Starting with the question - from an academic point of view - as to how a martial art (Shotokan karate in my case) can lead a practitioner to an experience of satori my research has led me to the tentative thesis that what is happening at the time of spiritual realization is a sudden, but absolute, shift in brain dominance from the controlling left brain hemisphere to the right brain hemisphere (subordinate to the left hemisphere for most of us during our waking hours). In this way we let go (completely) of our sense of linear time, of notions of self and other, of here and there, of now, then and later, all characteristics of how the left brain hemisphere understands and represents the world, and replace these usually-dominant thoughts with the sense that there are no divisions and no limitations.

Even more tentatively, I am absorbed with the idea that for a few millions of years the default pre-human and human condition was to be right brain hemisphere dominant and that our shift to left brain dominance has occurred relatively recently, perhaps by a severe change in diet, and reinforced by the creation of the spoken language and reading and writing (which were themselves made possible by the theorized shift in brain dominance). This, I hypothesize, is the Original Mind of pure consciousness, free of defilement and the conceptual world.

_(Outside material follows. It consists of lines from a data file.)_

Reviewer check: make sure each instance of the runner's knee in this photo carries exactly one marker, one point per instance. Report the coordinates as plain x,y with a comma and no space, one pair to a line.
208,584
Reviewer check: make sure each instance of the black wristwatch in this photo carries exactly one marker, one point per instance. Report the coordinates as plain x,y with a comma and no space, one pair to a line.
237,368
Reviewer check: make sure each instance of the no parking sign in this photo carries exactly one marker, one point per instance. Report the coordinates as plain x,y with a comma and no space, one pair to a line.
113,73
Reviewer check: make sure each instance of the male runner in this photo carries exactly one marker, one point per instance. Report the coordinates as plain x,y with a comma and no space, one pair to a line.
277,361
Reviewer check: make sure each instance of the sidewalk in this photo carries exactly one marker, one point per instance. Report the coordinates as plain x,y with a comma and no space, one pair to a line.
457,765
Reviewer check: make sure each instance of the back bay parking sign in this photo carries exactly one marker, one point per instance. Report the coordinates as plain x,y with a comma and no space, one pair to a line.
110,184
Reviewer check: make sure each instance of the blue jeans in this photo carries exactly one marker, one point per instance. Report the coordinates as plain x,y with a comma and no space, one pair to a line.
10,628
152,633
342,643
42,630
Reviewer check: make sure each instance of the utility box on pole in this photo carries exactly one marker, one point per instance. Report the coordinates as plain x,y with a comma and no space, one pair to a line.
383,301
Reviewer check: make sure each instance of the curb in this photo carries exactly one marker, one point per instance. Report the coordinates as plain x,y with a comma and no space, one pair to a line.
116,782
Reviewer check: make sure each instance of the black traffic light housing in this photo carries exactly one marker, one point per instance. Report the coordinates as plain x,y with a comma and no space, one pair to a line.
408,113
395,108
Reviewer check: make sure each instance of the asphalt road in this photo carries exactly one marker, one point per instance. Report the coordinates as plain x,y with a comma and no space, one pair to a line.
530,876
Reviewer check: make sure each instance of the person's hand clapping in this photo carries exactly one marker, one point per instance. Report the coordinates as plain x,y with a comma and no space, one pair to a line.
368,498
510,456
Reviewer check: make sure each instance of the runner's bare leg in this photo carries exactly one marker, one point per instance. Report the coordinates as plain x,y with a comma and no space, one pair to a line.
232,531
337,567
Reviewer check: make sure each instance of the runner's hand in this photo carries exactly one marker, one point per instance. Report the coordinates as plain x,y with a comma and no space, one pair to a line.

At first blush these questions may seem alien to the practice of a martial art, but I believe that extended practice of some combative form or another is a reflection of an ever-progressive quest to satisfy ever deeper needs, somewhat akin to Maslow`s hierarchy of needs. Often at the most fundamental level a martial system is required to satisfy the need to be able to fight. That is, after all, what separates a combative art from other activities. Some people may be happy to learn a few techniques and feel a little safer and quit training. Others, their need for at least rudimentary fighting skills now satisfied, continue to attend their dojo. These people are looking for other needs to be satisfied...the need to be fit and healthy, a social need, a need for a sense of accomplishment, a need for competition, if not with other people, then at least with oneself. And so it goes on. I had a need as a teenager for exposure to something that to me at the time was exotic hence the appeal of Karate Kid II and my desire to travel to East Asia. As we progress we may view our chosen art as exactly that: an art form that fulfills our need to express ourselves while also being a vehicle to investigate ourselves. Finally though I believe that a martial art can sate our need to understand the whole process of existence, of living and dying.

Thus our chosen martial art - whether it be karate or some other form - becomes a way of life: a lifelong pursuit to understand - and express - life through the practice of a combative art form.